ProgressMeter and @threads

Trying to use ProgressMeter.jl for simple multi-threaded loops, I came up with the following. I am surprised that this works, since I usually get error messages when I try to print anything from inside a @threads for. So I ask (1) is what I am doing actually “ok” (i.e., correct, safe, …); and (2) why can ProgressMeter print from within the loop?

module MtProgress
   using ProgressMeter, Base.Threads

   function mysleep(t)
      t0 = time_ns()
      while (time_ns() - t0) * 1e-9 < t
         nothing
      end
   end

   function workerfun(n)
      mysleep(1.0)
      return rand()
   end

   function mt_progress(N)
      A = zeros(N)
      P = Progress(N)
      idx = 0
      P_lock = SpinLock()
      @threads for n = 1:N
         A[n] = workerfun(n)
         lock(P_lock)
         idx += 1
         ProgressMeter.update!(P, idx)
         unlock(P_lock)
      end
   end
end

t1 = time_ns()
MtProgress.mt_progress(30)
println("Elapsed = $((time_ns()-t1)*1e-9)s")

So I ask (1) is what I am doing actually “ok” (i.e., correct, safe, …);

This seems completely fine for me, but the way to implemented it seems very suboptimal since you introduce a costly lock in each iteration just to update the ProgressMeter.

and (2) why can ProgressMeter print from within the loop?

There is not particular reason you cannot print inside an @threads, but the problem is rather that in 0.6 printing is not thread-safe. Therefore you get the error messages usually.

I had a similar problem and solved it by disassembling the @threads macro in to something like this

function tforeach(f::F, src; blocksize=20) where {F<:Function}
    i = Threads.Atomic{Int}(1)
    blocksize = min(blocksize, div(blocksize, length(solvers)))
    function threads_fun()
        tid = Threads.threadid()
        n = length(src)
        loop!(i, n, blocksize) do k
            f(tid, src[k])
        end
    end

    ccall(:jl_threading_run, Ref{Void}, (Any,), threads_fun)

    nothing
end

function loop!(f::F, i, n, blocksize) where {F<:Function}
    while true
        k = Threads.atomic_add!(i, blocksize)
        if k > n
            break
        end
        upper = min(k + blocksize, n)
        while k ≤ upper
            f(k)
            k += 1
        end
    end
end

Two things are different here than in the @threads macro.
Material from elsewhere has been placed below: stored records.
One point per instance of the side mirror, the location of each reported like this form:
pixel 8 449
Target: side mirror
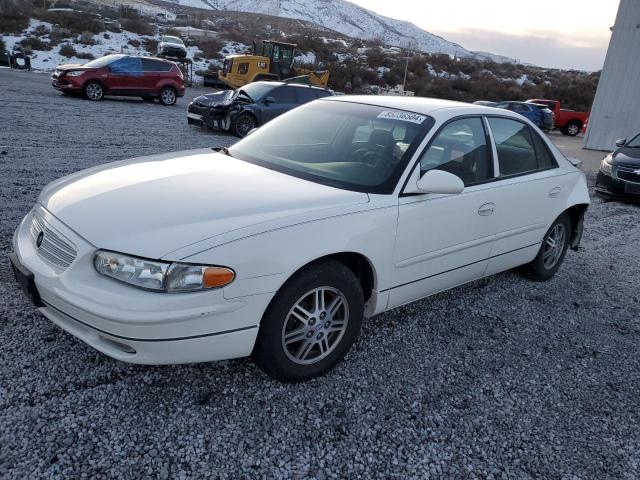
pixel 439 181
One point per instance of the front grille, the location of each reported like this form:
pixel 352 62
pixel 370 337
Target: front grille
pixel 55 248
pixel 629 174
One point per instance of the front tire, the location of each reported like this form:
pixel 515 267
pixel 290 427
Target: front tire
pixel 311 323
pixel 168 96
pixel 552 251
pixel 94 91
pixel 242 124
pixel 572 129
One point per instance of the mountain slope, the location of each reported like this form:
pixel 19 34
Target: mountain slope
pixel 344 17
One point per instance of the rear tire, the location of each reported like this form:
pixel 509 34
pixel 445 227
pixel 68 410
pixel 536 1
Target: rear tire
pixel 94 91
pixel 168 96
pixel 311 323
pixel 552 251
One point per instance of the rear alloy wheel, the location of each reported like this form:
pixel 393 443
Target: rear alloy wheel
pixel 94 91
pixel 243 124
pixel 573 129
pixel 168 96
pixel 552 251
pixel 311 323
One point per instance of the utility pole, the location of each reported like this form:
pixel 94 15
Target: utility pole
pixel 406 68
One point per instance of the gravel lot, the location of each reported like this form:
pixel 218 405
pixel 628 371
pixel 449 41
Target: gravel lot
pixel 502 378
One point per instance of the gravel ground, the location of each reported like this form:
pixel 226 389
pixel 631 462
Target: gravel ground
pixel 502 378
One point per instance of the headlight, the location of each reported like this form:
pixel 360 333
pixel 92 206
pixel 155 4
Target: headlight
pixel 161 276
pixel 606 167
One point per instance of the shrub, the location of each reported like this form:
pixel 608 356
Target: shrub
pixel 150 45
pixel 12 19
pixel 86 38
pixel 75 22
pixel 30 44
pixel 136 25
pixel 68 51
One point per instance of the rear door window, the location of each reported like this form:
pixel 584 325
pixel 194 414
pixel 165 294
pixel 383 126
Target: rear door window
pixel 127 66
pixel 460 148
pixel 519 149
pixel 149 65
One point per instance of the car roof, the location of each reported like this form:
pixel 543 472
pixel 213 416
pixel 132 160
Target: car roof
pixel 291 84
pixel 423 105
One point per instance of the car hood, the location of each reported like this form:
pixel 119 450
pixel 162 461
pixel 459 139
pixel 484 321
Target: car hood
pixel 216 99
pixel 627 156
pixel 155 205
pixel 72 66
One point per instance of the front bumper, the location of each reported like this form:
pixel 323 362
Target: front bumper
pixel 207 116
pixel 135 325
pixel 613 187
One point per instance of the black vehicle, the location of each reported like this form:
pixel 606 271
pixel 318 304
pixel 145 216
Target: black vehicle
pixel 240 111
pixel 619 174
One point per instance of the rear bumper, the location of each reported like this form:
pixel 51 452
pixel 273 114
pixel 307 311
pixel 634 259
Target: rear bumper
pixel 618 189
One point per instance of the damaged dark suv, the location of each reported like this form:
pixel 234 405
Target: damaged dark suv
pixel 240 111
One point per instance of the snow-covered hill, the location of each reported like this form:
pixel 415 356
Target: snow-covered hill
pixel 344 17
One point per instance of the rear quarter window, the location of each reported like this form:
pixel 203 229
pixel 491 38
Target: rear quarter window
pixel 149 65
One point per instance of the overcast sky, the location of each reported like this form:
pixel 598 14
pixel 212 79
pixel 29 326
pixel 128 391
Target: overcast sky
pixel 550 33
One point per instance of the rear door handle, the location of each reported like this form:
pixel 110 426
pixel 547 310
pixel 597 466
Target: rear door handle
pixel 486 209
pixel 555 192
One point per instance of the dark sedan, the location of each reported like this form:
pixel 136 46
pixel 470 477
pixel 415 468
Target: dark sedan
pixel 619 174
pixel 240 111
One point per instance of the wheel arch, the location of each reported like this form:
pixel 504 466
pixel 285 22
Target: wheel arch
pixel 576 216
pixel 359 264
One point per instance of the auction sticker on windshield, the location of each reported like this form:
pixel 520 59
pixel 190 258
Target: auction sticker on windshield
pixel 404 116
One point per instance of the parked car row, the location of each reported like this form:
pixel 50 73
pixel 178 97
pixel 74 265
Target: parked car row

First I have a poor mans version of load balancing, i.e., the workload is not split up a priori (as in @threads) but during the run packages a distributed in in chunks of a certain size. The other thing which macs the progress meter easier to update is that I pass the current thread id
tid to the callback as well.

With this you could do

function mt_progress(N)
      A = zeros(N)
      P = Progress(N)
      tforeach(1:N) do tid, n
         A[n] = workerfun(n)
         if tid == 1 # check that we are on the main thread!
             ProgressMeter.update!(P, n)
         end
      end
      # if another thread processed the last chunk we have to tell P that we are done
      ProgressMeter.update!(P, N)
end

Thank you for the very useful reply.

This seems completely fine for me, but the way to implemented it seems very suboptimal since you introduce a costly lock in each iteration just to update the ProgressMeter.

the cost of each iteration is so high in my case that I actually don’t care. But point taken nevertheless!

There is not particular reason you cannot print inside an @threads, but the problem is rather that in 0.6 printing is not thread-safe. Therefore you get the error messages usually.

Then why does the printing that ProgressMeter does not causing problems?

I had a similar problem and solved it by disassembling the @threads macro in to something like this

thank you for this! it is very useful for me since it will solve another problem I had! I love it.

You mean in your example? You synchronize the printing through the lock statements and thus the ProgessMeter acts like it is single threaded.

I see - so the errors only come up if I try to print or @show from multiple threads at once. Thank you for clarifying.